Nutrition Notes

The Latest on Red Grape and Gut Microbial Health

Grape (Vitis vinifera) contains proanthocyanidins, flavonols, anthocyanidins, and many other bioactive molecules that have been shown to support human health. Grape seeds and skin are particularly high in bioactive compounds. The constituents in grape have been shown to support cardiovascular health, antioxidative status, metabolic function, and a healthy inflammatory response. Recent research indicates that they may also help support gastrointestinal (GI) health and the gut microbiome

Chronic GI inflammatory states can involve an imbalance in GI microbiota and a reduction in bacterial diversity. This can cause downstream effects due to changes in the number of metabolites from microbes. For instance, species in certain Bacteroides, Lactobacillus, and Clostridium genera have been shown to produce bile acids, tryptophan metabolites, and short-chain fatty acids (SCFAs). These metabolites have been shown to influence intestinal permeability, epithelial repair, cellular differentiation, and barrier integrity. 

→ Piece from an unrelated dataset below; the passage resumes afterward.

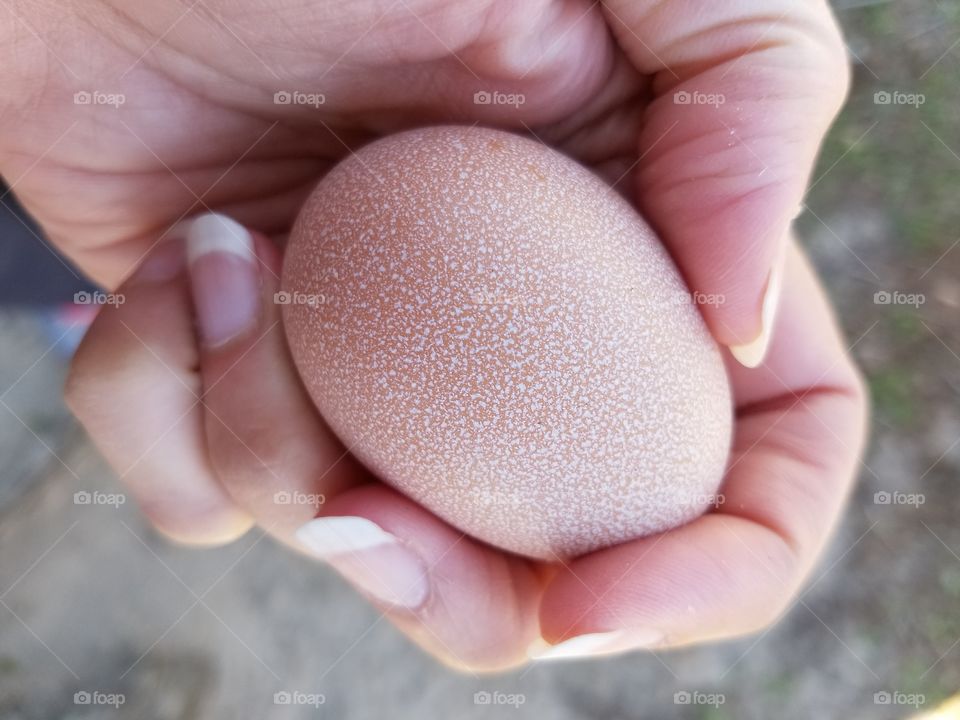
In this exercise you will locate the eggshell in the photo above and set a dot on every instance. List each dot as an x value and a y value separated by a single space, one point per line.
496 333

Research indicates that polyphenols may support a healthy gut microbiome. An estimated 90% of dietary polyphenols are not digested in the small intestine and may therefore influence microbiota in the colon. They have been shown to support healthy populations of certain beneficial bacteria such as Bifidobacterium and Lactobacillus. Certain polyphenols such as resveratrol have also been shown to help support healthy levels of inflammatory cytokines and may help improve microbial dysbiosis. Animal studies have also indicated that certain polyphenols may influence the population of short-chain fatty acid (SCFA)-producing bacteria. SCFAs have been shown to benefit neuronal health by helping modulate nervous system signaling and serotonin release. 

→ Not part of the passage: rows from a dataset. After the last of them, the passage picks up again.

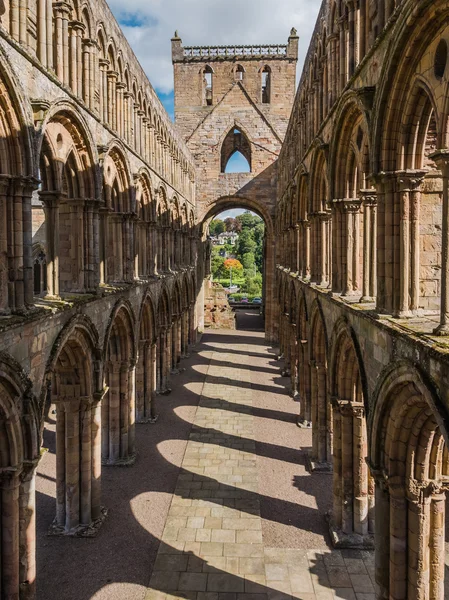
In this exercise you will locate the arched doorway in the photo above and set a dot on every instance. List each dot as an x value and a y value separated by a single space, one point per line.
267 258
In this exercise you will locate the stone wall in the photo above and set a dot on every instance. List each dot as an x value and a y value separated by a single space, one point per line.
217 312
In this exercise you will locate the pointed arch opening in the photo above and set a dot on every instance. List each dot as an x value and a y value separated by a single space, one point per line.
236 152
266 85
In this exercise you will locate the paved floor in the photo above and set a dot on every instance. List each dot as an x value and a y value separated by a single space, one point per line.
213 545
222 484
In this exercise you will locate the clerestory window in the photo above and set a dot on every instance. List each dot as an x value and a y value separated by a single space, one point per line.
236 153
266 85
208 86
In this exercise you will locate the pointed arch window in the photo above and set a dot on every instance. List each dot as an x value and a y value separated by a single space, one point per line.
266 85
236 152
208 81
239 73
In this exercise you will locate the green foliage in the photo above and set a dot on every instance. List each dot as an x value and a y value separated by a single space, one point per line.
216 227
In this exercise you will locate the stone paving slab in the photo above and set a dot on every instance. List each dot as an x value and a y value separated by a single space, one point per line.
212 545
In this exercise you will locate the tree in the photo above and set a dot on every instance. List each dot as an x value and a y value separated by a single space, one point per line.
248 220
232 225
249 263
233 263
245 244
216 227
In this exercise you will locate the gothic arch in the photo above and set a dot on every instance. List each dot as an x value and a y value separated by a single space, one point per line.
320 405
118 410
410 461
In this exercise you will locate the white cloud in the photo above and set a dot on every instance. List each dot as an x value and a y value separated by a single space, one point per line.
149 25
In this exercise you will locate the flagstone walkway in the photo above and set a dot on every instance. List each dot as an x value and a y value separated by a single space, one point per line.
212 546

Resveratrol, a molecule found in grape skin, has also been studied for its supportive role in the gut microbiome. Resveratrol has been shown in studies to decrease inducible nitric oxide synthase expression and increase the abundance of Bifidobacterium and Lactobacillus. Supplementation with resveratrol was also shown in animal studies to attenuate the deterioration of colonic wall structure in the presence of colitis. Another animal study reported that relief in colitis symptoms while supplementing with resveratrol may be attributed to observed improvements in microbial dysbiosis and inflammatory markers including interleukin (IL)-6 and IL-17. 

Resveratrol has also been shown to influence the Firmicutes to Bacteroidetes (F/B) ratio. Higher F/B ratios have been linked to increases in the occurrence of certain diseases. Resveratrol and other stilbenoids have been shown in studies to decrease the relative abundance of Firmicutes resulting in decreases in the F/B ratio. 

Animal studies have also indicated that resveratrol may influence the population of SCFA-producing bacteria. One study involved supplementation with resveratrol for eight weeks and reported increases in Lachnospiraceae, Blautia, and Dorea populations which are known to produce butyrate, an SCFA found to support many aspects of human health.

The bioactive constituents in grape may support many aspects of GI health and the gut microbiome. They may also help support metabolic and cardiovascular health and antioxidative status.